[House Rules Manual -- House Document No. 104-272]
[From the U.S. Government Printing Office Online Database]
[Pages 76-78]
[DOCID:hrmanual-7]
[[Page 76]]
ARTICLE V.
The <<NOTE: Sec. 190. Amendments to the Constitution.>> Congress,
whenever two thirds of both Houses shall deem it necessary, shall
propose Amendments to this Constitution, or, on the Application of the
Legislatures of two thirds of the several States, shall call a
Convention for proposing Amendments, which, in either Case, shall be
valid to all Intents and Purposes, as Part of this Constitution, when
ratified by the Legislatures of three fourths of the several States, or
by Conventions in three fourths thereof, as the one or the other Mode of
Ratification may be proposed by the Congress; Provided that no Amendment
which may be made prior to the Year One thousand eight hundred and eight
shall in any Manner affect the first and fourth Clauses in the Ninth
Section of the first Article; and that no State, without its Consent,
shall be deprived of its equal Suffrage in the Senate.

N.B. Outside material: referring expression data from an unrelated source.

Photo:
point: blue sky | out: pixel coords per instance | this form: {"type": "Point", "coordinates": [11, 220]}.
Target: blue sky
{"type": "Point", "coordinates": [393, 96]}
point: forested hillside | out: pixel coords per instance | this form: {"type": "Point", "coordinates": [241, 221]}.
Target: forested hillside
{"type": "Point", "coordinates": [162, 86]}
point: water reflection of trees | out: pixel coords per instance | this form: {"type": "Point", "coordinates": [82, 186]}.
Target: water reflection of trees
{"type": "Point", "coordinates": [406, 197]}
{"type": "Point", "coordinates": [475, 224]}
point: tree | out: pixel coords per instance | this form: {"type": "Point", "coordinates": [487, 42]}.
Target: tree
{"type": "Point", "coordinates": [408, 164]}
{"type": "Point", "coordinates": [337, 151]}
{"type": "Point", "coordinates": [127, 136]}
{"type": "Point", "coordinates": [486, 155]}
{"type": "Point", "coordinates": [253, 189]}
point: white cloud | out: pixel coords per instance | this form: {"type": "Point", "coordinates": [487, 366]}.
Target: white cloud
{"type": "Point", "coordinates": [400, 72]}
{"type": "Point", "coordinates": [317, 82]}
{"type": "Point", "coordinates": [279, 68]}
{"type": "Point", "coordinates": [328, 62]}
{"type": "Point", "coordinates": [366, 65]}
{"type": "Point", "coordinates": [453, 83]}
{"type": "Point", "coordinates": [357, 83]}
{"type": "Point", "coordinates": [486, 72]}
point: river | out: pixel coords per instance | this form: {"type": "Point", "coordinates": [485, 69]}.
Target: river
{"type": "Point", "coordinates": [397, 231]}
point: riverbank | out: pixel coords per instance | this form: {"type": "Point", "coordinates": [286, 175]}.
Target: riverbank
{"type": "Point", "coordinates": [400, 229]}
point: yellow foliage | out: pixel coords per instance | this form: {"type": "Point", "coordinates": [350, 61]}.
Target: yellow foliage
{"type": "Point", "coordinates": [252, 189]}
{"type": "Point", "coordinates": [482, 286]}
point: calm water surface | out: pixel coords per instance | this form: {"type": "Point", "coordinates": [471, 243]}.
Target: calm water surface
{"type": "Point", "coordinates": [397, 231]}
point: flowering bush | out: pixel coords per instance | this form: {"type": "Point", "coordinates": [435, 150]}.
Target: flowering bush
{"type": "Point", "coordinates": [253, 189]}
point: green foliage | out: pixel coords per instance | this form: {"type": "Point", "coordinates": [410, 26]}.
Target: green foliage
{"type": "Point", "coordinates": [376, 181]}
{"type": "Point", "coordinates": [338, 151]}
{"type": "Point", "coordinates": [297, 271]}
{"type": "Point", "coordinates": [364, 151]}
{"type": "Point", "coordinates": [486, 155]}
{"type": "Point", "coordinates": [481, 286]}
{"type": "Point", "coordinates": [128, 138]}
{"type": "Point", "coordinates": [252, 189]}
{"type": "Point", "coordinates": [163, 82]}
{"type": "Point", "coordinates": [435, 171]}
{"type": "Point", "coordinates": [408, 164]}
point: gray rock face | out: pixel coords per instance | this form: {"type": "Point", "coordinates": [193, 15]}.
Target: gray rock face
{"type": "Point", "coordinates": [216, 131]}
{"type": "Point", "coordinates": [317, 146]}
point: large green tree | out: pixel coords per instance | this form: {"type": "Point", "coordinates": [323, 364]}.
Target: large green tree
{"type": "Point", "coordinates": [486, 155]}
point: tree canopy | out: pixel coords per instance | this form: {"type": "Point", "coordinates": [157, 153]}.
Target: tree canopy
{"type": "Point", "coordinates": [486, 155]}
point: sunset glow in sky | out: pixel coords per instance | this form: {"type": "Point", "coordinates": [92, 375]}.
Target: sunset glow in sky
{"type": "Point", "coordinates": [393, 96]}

Amendments <<NOTE: Sec. 191. Form of and action on amendments to the
Constitution.>> to the Constitution are proposed in the form of joint
resolutions, which have their several readings and are enrolled and
signed by the presiding officers of the two Houses (V, 7029, footnote),
but are not presented to the President for his approval (V, 7040; see
discussion under Sec. 115, supra; Hollingsworth v. Virginia, 3 U.S. [3
Dall.] 378 (1798)). They are filed with the Archivist who, under the law
(1 U.S.C. 106b; 1 U.S.C. 112), has the responsibility for the
certification and publication of such amendments, once they are ratified
by the States. Under the earlier procedure, the two Houses sometimes
requested the President to transmit to the States certain proposed
amendments (V, 7041, 7043), but a concurrent resolution to that end was
without privilege (VIII, 3508). The President notified Congress by
message of the promulgation of the ratification of a constitutional
amendment (V, 7044).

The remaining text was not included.